Junior Tyler Hagen to run for Democratic State Central Committee of Maryland

Candidate Tyler Hagen. Photo courtesy of Tyler Hagen.Candidate Tyler Hagen. Photo courtesy of Tyler Hagen.

The results of the 2016 presidential election disappointed junior Tyler Hagen and left him with a desire to act.

”I strongly believe that if you have a disagreement with the leaders in our government, it’s our obligation to step up and try to do something about it.” Now that he feels the timing is right, Hagen is running to be on the Democratic State Central Committee of Maryland: the governing body of the Maryland Democratic Party, or as Hagen describes it, “the state version of the DNC.”

If elected, he will be responsible for advocating on issues that are important to him with help from party leaders, department heads and other legislators who have the resources to make a change.

So, how does the election process work?

Voting for the members of the Democratic State Central Committee will take place during the 2018 gubernatorial election on June 26. Voting is carried out based on the district the candidate lives in.

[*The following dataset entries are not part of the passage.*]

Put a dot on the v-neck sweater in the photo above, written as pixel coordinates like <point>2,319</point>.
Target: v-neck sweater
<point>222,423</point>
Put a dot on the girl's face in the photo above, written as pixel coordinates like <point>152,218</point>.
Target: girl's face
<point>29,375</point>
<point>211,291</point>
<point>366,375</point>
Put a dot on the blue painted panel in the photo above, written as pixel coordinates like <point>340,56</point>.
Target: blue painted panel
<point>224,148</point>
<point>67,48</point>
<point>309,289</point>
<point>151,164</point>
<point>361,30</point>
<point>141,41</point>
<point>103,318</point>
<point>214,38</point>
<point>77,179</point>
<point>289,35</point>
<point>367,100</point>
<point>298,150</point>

Hagen lives in district 7; only people who live in district 7 can vote for him to be on the committee. People living in other districts will vote for candidates from their own districts.

Participating in this election is no simple task. To prepare, Hagen has strategically collected a team of individuals whom he trusts, and has given them roles catered to their specific skills. Two of the team members are McDaniel students: junior Matt Hopson works as one of Hagen’s advisors, and Emma Carter, also a junior, is one of two social media coordinators. Friends from his hometown constitute the rest of Hagen’s campaign team: a second advisor, second social media coordinator, political advisor and press liaison.

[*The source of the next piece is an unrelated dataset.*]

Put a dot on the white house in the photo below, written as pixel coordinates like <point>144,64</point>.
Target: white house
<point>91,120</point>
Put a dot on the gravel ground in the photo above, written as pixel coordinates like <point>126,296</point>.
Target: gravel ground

Looking forward, the next step for Hagen and his team is reaching out to voters. McDaniel junior Matt Hopson and Hagen’s campaign advisor mentions the significance of voter knowledge on the importance of this election.

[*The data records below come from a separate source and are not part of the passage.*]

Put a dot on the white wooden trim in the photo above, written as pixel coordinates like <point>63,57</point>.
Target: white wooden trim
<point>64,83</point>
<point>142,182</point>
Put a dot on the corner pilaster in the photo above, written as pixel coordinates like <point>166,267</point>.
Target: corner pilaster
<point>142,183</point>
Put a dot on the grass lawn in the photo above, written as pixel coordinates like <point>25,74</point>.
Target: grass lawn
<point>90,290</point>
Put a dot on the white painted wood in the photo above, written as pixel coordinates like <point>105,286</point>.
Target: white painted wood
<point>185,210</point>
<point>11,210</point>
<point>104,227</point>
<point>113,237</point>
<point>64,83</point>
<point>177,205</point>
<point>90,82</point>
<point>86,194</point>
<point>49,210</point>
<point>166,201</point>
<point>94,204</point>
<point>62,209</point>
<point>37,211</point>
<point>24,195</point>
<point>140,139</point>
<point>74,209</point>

“While this isn’t a race for governor or state delegate or state senator or a higher national office, and it may not get the big attention on national news outlets or something like that would get,” Hopson says, “it’s still important and it’s still something that voters should be looking at to look at the improvement in the future of the Democratic party.”

Hagen is ready to begin in this step of campaigning for the election.

“What I’m most excited about is talking to the voters, seeing the issues that really matter to them and trying to figure out a way that the Democratic party can be the leading party in helping to address those issues.”

In the months ahead, Hagen and his team will be looking forward to the election, and the chance to finally begin actively participating in government.